Becoquin, c’est un site de rencontres. Point.
Pas un magazine, pas un club, pas un groupe Snap. Vous parlez à d’autres adultes, en privé. Si ça matche, vous vous voyez. Le reste, autour du nom, on s’en fiche.

Le nom prête à confusion, on le sait. On croise aussi Becoqin, sans u : c’est nous. Et non, vous n’atterrissez pas dans un tchat anonyme ni dans un mur d’annonces collées la veille. Il y a un compte, un profil, des messages.
Ce que ça fait, concrètement
Vous créez un profil, vous dites ce que vous cherchez — discret, léger, régulier, couple, solo — et vous voyez d’abord les gens autour de vous. Les « affinités électives », c’est juste ça : on ne vous balance pas le premier profil venu parce qu’il a mis une photo. Si ça ne vous parle pas, vous passez. Personne ne vous doit une réponse.
L’application reprend la même chose sur téléphone. Pas de fichier bizarre à installer, pas de lien WhatsApp « officiel ». Si quelqu’un vous en envoie un, ce n’est pas nous.
Ce que Becoquin n’est pas
- Un tableau d’annonces. Si vous venez de là, voilà la différence.
- Un club avec vestiaire. Les couples et le libertinage, c’est expliqué ici.
- Une salle où tout le monde entend tout. Les messages, c’est entre deux personnes.
Pourquoi on insiste sur la discrétion
Beaucoup de membres ne veulent pas que leur vie se retrouve dans un fil Facebook.
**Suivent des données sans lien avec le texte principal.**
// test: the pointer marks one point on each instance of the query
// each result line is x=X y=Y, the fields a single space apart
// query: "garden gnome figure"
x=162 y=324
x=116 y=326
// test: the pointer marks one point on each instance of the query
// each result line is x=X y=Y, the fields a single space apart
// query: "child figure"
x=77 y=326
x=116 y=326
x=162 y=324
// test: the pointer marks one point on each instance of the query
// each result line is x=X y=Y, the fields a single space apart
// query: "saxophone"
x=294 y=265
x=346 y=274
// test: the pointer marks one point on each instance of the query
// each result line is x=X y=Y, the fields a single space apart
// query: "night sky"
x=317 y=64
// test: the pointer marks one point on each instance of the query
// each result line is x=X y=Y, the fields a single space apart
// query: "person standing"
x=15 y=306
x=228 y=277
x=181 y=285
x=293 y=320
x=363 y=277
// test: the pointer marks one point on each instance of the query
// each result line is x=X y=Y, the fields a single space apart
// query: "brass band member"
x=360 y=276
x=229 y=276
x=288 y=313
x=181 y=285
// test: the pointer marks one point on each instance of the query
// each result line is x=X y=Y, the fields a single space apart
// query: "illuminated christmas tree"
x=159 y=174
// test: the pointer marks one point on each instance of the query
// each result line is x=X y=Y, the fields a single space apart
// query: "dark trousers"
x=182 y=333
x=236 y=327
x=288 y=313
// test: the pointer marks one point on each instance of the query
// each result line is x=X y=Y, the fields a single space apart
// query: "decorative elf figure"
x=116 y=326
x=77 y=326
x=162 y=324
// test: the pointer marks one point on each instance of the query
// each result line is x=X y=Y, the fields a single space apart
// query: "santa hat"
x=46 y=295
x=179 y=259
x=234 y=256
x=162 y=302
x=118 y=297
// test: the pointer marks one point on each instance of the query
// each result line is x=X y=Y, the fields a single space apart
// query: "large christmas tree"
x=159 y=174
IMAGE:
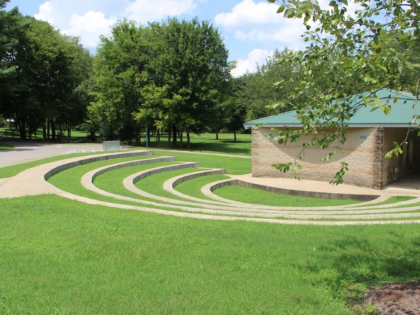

Profil visible pour les inscrits, messages chiffrés, un bouton si ça dérape : c’est le minimum. Ça n’empêche pas les cons. Ça donne un moyen de s’en débarrasser. La suite est dans la FAQ et la confidentialité.
L’inscription de base est gratuite. Un virement « pour valider le profil » ? Ce n’est pas nous.